Se solía quejar de que, al eyacular con demasiada celeridad, no podía recrearse estimulándome pero decidió compensarlo realizándome, en cuanto terminaba de descargar y acomodada en el “trono” o en el borde de su cama, unas breves pero muy intensas “chupaditas”, que me sabían a gloria, succionándome con su garganta la abertura con lo que pretendía que depositara en su boca las gotas de leche que hubieran podido quedar retenidas en mi conducto. Me decía que era una autentica delicia chupar la picha a un tío después de habérsela hecho “sudar”. Muchas veces se recreaba tanto en ello que, al final, conseguía que, aunque hubiera “aliviado” mi vejiga antes de que empezara a “darle a la zambomba”, me volviera a orinar delante de ella.

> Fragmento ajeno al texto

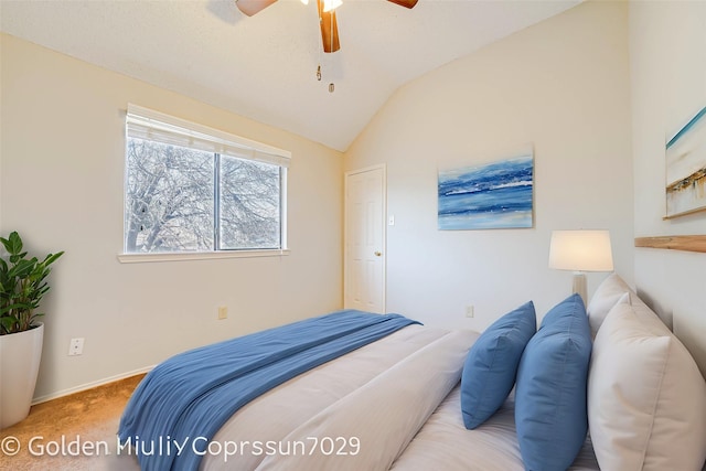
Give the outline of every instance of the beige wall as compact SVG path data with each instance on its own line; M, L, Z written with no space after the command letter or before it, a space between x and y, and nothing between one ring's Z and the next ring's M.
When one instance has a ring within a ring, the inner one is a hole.
M66 250L44 302L36 397L341 308L341 153L12 36L1 41L2 234L19 231L38 253ZM290 150L291 255L121 265L128 103ZM216 320L218 306L229 319ZM82 356L67 356L72 338L85 338Z
M664 221L667 136L706 106L706 2L630 3L635 236L706 234L706 213ZM706 375L706 254L635 249L640 293Z
M345 154L386 163L387 308L481 330L533 299L570 293L547 268L553 229L610 229L616 270L633 278L628 6L589 2L400 88ZM534 144L535 227L437 229L439 169ZM589 275L589 296L606 274ZM475 318L464 307L475 307Z

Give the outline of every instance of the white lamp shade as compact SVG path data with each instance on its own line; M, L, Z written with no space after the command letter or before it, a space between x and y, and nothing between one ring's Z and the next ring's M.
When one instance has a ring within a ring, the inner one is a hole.
M573 271L612 271L608 231L554 231L549 268Z

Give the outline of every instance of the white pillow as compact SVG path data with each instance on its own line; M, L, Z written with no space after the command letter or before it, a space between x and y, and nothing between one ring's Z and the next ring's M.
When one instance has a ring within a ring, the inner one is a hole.
M593 335L593 338L596 338L598 329L603 323L603 319L606 319L606 315L608 315L612 307L616 306L625 292L631 291L628 283L617 274L611 274L598 286L598 289L586 308L588 323L591 327L591 335Z
M630 295L596 335L588 425L605 470L700 470L706 460L706 382L686 347Z

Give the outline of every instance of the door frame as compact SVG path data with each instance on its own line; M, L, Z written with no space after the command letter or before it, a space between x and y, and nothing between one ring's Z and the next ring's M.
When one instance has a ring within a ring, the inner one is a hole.
M382 221L381 227L383 234L381 248L383 250L382 264L383 264L383 276L382 276L382 313L387 312L387 165L385 163L379 163L375 165L364 167L362 169L350 170L344 173L343 180L343 307L347 308L349 301L349 178L359 173L372 172L372 171L382 171Z

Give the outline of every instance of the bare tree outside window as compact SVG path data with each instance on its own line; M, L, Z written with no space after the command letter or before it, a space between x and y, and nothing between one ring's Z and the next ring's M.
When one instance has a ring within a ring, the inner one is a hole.
M132 137L126 161L126 253L281 247L279 165Z
M280 169L221 157L221 249L279 248Z

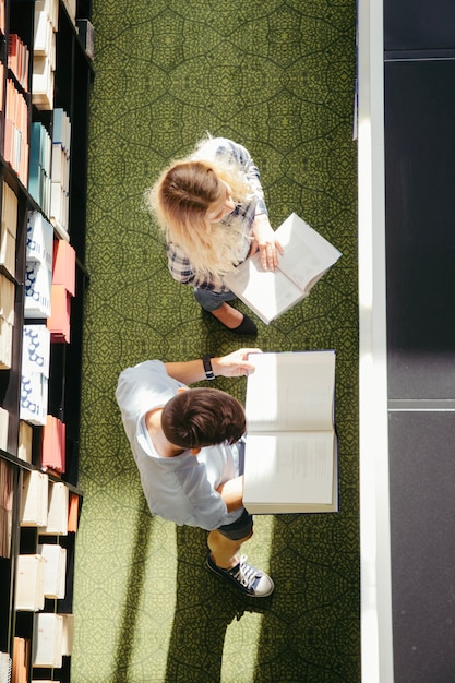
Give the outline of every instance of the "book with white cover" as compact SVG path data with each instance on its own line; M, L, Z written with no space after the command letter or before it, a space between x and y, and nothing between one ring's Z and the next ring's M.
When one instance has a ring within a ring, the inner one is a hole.
M258 252L224 278L225 285L266 324L308 297L342 256L297 214L286 218L275 237L284 249L276 271L263 271Z
M63 662L63 618L61 614L38 612L34 620L32 664L60 669Z
M243 505L250 513L338 511L335 351L251 354Z
M39 554L17 555L16 588L14 607L16 610L36 612L45 606L46 558Z
M46 598L64 598L67 549L58 543L43 543L38 546L38 553L47 560L44 583Z

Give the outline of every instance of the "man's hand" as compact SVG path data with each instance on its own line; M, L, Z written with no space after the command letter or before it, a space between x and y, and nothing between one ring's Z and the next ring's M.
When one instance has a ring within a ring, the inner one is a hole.
M259 214L254 218L252 232L254 239L249 255L252 256L260 251L263 271L275 271L278 265L278 253L283 255L284 251L282 244L275 239L275 232L266 214Z
M258 348L243 348L228 356L212 358L212 368L216 375L238 378L254 372L254 366L247 360L249 354L261 354Z

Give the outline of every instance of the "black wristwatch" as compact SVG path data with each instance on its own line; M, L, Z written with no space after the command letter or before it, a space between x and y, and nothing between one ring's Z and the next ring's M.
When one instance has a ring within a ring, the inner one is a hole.
M207 378L207 380L214 380L215 379L215 373L213 371L212 368L212 360L211 360L212 356L203 356L202 357L202 362L204 363L204 370L205 370L205 376Z

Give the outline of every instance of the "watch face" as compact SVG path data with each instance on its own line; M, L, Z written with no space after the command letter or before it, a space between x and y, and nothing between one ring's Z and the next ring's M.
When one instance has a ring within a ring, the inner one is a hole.
M214 380L215 373L212 368L211 357L204 356L204 358L202 359L202 362L204 363L205 376L207 378L207 380Z

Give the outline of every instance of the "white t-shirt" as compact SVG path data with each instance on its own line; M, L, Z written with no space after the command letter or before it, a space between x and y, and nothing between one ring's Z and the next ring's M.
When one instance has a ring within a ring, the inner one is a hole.
M206 446L196 456L190 451L160 456L148 436L145 415L163 407L181 386L185 385L170 378L160 360L147 360L120 374L116 398L152 513L178 525L217 529L243 512L240 507L228 513L215 490L242 474L243 443Z

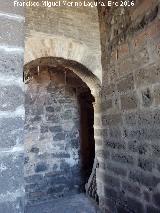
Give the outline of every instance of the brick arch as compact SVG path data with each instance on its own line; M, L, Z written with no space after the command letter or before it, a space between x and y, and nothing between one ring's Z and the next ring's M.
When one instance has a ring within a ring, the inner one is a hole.
M35 66L61 67L62 69L68 69L73 71L83 82L90 88L94 97L99 96L101 93L100 80L84 65L73 60L67 60L59 57L42 57L36 60L30 61L25 64L24 71L26 74L30 73L30 69Z
M102 80L101 53L91 49L82 42L62 36L43 36L38 34L27 38L25 42L24 63L43 57L62 57L77 61Z

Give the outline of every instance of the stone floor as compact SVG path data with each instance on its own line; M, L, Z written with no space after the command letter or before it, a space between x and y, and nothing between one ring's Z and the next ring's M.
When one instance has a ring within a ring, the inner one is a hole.
M28 206L25 213L100 213L100 211L84 194L78 194Z

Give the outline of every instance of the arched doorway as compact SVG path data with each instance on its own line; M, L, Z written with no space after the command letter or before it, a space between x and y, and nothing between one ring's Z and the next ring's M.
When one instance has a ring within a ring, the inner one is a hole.
M26 202L84 192L95 158L92 92L98 94L99 82L81 64L60 58L24 69Z

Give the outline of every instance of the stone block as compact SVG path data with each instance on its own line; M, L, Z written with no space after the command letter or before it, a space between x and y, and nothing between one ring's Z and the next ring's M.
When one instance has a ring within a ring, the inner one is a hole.
M117 149L117 150L125 149L125 142L122 140L107 139L107 140L104 140L104 144L106 145L107 148L109 147L111 149Z
M160 139L160 131L157 128L125 129L125 137L137 140L156 140Z
M130 164L130 165L134 164L133 156L128 155L126 153L113 153L112 160L119 163L124 163L124 164Z
M137 140L128 141L128 149L131 152L138 153L139 155L145 155L150 151L149 144L139 142Z
M0 44L24 46L24 23L0 17Z
M107 87L104 88L103 93L105 95L113 95L115 93L115 85L110 84Z
M130 210L133 210L135 213L143 213L144 212L144 207L143 204L134 198L128 197L127 198L127 206Z
M18 86L0 87L0 111L14 111L24 104L24 93Z
M46 111L53 113L55 111L55 109L52 106L48 106L48 107L46 107Z
M19 197L15 201L0 202L0 212L3 212L3 213L24 212L24 198Z
M107 169L114 173L115 175L119 175L125 177L127 175L127 170L123 167L116 165L115 163L107 163Z
M142 105L150 107L153 103L153 97L149 88L142 91Z
M123 181L122 189L123 189L123 191L127 191L127 192L131 193L133 196L139 197L141 195L140 187L138 186L138 184L136 185L136 184L130 183L128 181Z
M121 95L121 109L131 110L138 107L138 98L136 94Z
M18 0L18 2L23 2L23 0ZM24 15L24 7L14 7L14 0L1 1L1 11L3 13Z
M117 177L111 176L111 175L105 175L105 184L107 184L110 187L119 188L120 187L120 180Z
M128 90L134 89L134 79L133 74L125 76L123 79L117 83L118 92L127 92Z
M11 148L23 143L24 120L17 118L0 119L0 148Z
M137 113L126 113L124 115L124 120L126 126L136 126L137 125Z
M2 3L3 4L3 3ZM23 54L9 53L1 51L0 53L0 74L14 77L23 77Z
M59 153L53 153L52 154L53 158L70 158L70 154L65 153L65 152L59 152Z
M160 208L160 193L159 192L154 193L153 201L154 201L155 205Z
M117 213L130 213L130 211L124 206L118 205L116 208L117 208Z
M57 133L54 137L54 141L63 141L65 140L66 134L65 133Z
M118 198L118 193L113 188L104 187L104 193L106 198L111 198L113 200L117 200Z
M160 213L160 209L155 208L154 206L148 205L146 213Z
M41 133L46 133L46 132L48 132L48 126L42 125L40 131L41 131Z
M160 81L160 66L150 65L136 72L135 82L136 87L149 86Z
M35 146L32 146L30 152L37 154L37 153L39 153L39 148L35 147Z
M49 130L51 132L62 132L62 127L61 126L51 126L51 127L49 127Z
M155 105L160 105L160 85L155 86L153 91L153 99Z
M138 167L145 171L151 172L152 169L154 168L154 162L152 159L144 159L144 158L139 158L138 159Z
M0 195L23 188L23 154L0 156Z
M103 116L102 120L103 120L103 125L117 126L118 124L122 124L121 114L105 115Z
M43 175L41 174L35 174L35 175L25 177L26 183L34 183L34 182L36 183L36 182L40 182L41 180L43 180Z
M122 133L121 133L121 129L117 126L117 127L110 127L109 128L109 136L110 138L121 138L122 137Z
M48 169L48 165L45 162L40 162L35 167L35 172L44 172Z
M152 174L145 173L140 170L130 171L129 179L133 182L142 184L152 190L158 183L160 183L160 178L153 176Z

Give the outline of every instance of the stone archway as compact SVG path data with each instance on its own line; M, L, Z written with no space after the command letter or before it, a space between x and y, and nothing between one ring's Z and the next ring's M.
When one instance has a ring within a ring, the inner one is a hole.
M36 60L33 60L24 66L25 77L32 78L34 75L39 75L41 68L50 67L50 69L59 69L64 70L64 72L73 72L76 74L84 84L90 89L92 96L95 99L94 103L94 140L95 140L95 153L101 149L102 146L102 135L101 135L101 84L97 77L88 70L82 64L66 60L63 58L54 58L54 57L43 57ZM64 78L63 78L64 79ZM33 147L34 149L34 147ZM34 151L34 150L33 150ZM35 150L36 151L36 150ZM95 158L98 156L95 154ZM97 160L95 161L97 164ZM96 165L97 166L97 165ZM86 185L86 190L90 196L97 199L97 186L96 183L96 166L94 165L92 175L89 179L89 183ZM90 187L92 185L92 187Z

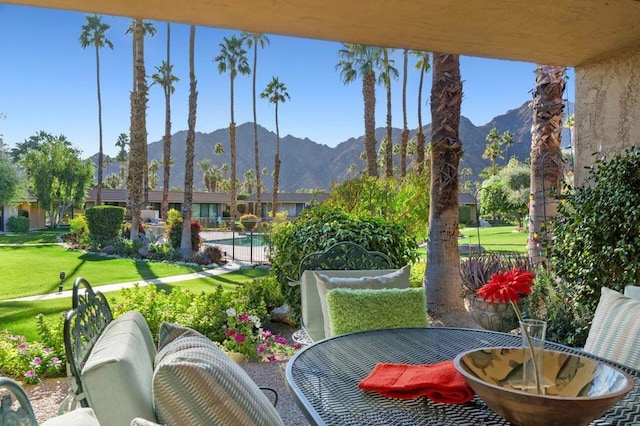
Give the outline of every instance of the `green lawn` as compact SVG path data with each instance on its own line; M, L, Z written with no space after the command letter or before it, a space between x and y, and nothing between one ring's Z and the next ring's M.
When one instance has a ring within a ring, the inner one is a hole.
M162 284L157 287L165 291L171 291L173 288L182 288L192 293L209 293L215 291L218 285L222 285L225 291L231 291L237 285L265 276L267 273L266 269L243 269L215 277ZM120 292L106 292L105 296L109 304L112 304L114 300L117 302L120 299ZM0 324L2 324L2 329L7 329L13 334L26 336L29 340L39 340L36 331L36 315L42 313L48 321L54 321L62 312L69 309L71 309L71 297L38 302L0 301Z
M115 259L66 250L60 246L0 247L0 267L4 285L0 300L58 291L60 271L65 271L65 290L77 277L92 286L167 277L201 271L197 266Z
M478 244L478 228L464 228L462 235L464 237L458 240L459 244ZM524 253L528 236L526 231L518 232L513 225L480 228L480 245L491 252Z
M478 228L464 228L461 233L463 237L458 239L458 244L478 244ZM526 231L517 232L517 227L513 225L480 228L480 245L491 252L524 253L528 236ZM424 259L427 254L426 247L420 247L418 253Z
M57 237L69 232L69 228L43 229L30 232L20 232L16 234L0 234L0 244L35 244L35 243L55 243Z

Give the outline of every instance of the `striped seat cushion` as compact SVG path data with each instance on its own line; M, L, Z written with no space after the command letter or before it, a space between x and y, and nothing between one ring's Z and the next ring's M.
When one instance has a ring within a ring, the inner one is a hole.
M602 287L584 350L640 368L640 300Z
M209 339L162 324L153 374L158 421L171 425L282 425L247 373Z

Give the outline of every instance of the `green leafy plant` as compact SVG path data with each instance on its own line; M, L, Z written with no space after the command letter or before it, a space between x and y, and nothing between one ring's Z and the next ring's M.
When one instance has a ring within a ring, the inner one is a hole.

Comencé a hacerme ilusiones con Irene cuándo, después de sacarme la leche y sobre todo por la noche, la veía recrearse y cada día más, con sus esmeradas y pausadas “chupaditas”. Me pareció que encontraba un excelente estímulo al hacérmelas y que la encantaba que culminara meándome. Una noche que estábamos solos en casa se empeñó en lavarme metódicamente la pilila y sin secármela, se acomodó en el “trono”, me hizo situarme ante ella, metió sus manos por mis abiertas piernas para ponérmelas en los glúteos, se introdujo mi erecto “salchichón” en la boca y comenzó a chupármelo. Aquello fue un rápido “mete y saca” ya que consiguió excitarme de tal manera que, sintiendo un gustazo increíble, exploté con una celeridad impresionante lo que la impidió llegar a saborear sus mamadas y a disfrutar plenamente de su felación. A pesar de que siempre eyaculaba con rapidez, volvimos a repetir la experiencia en varias ocasiones y aunque Irene prefería dejar de chupármela cuándo me encontraba a punto de descargar para verme brotar la “salsa” mientras me meneaba la pirula con su mano y observar como los chorros se iban depositando en su canalillo, su cara, su cuello, la parte superior de sus tetas, su ropa interior y en los azulejos y el suelo, para complacerme aún más, una vez al día y generalmente por la noche antes de acostarme, me permitía depositar mi lefa en su boca que, demostrando que tenía experiencia, recibía manteniendo cerrados los ojos con el propósito de poder “saborearla” antes de tragársela. Pero, por desgracia, tan agradable situación no duró mucho ya que las excepcionales dimensiones de mi miembro viril y las portentosas lechadas que me conseguía sacar, tanto al pajearme como al efectuarme sus felaciones, no fueron suficientes para que reconsiderara su decisión de dejarnos cuándo, escasos días después de tener un enfrentamiento verbal con mi madre, decidió aceptar la oferta, con unas condiciones económicas que mejoraban las nuestras, que la hizo otra familia para que se ocupara de los quehaceres domésticos en su domicilio.

Nuria, mi madre, decidió sustituir a la exuberante Irene por Angélica, una asistenta llenita y menuda que dejaba mucho que desear físicamente en comparación con su antecesora por lo que, como no me ponía nada, me alegré de no coincidir apenas con ella puesto que solía estar en el colegio mientras Angélica permanecía en mi casa.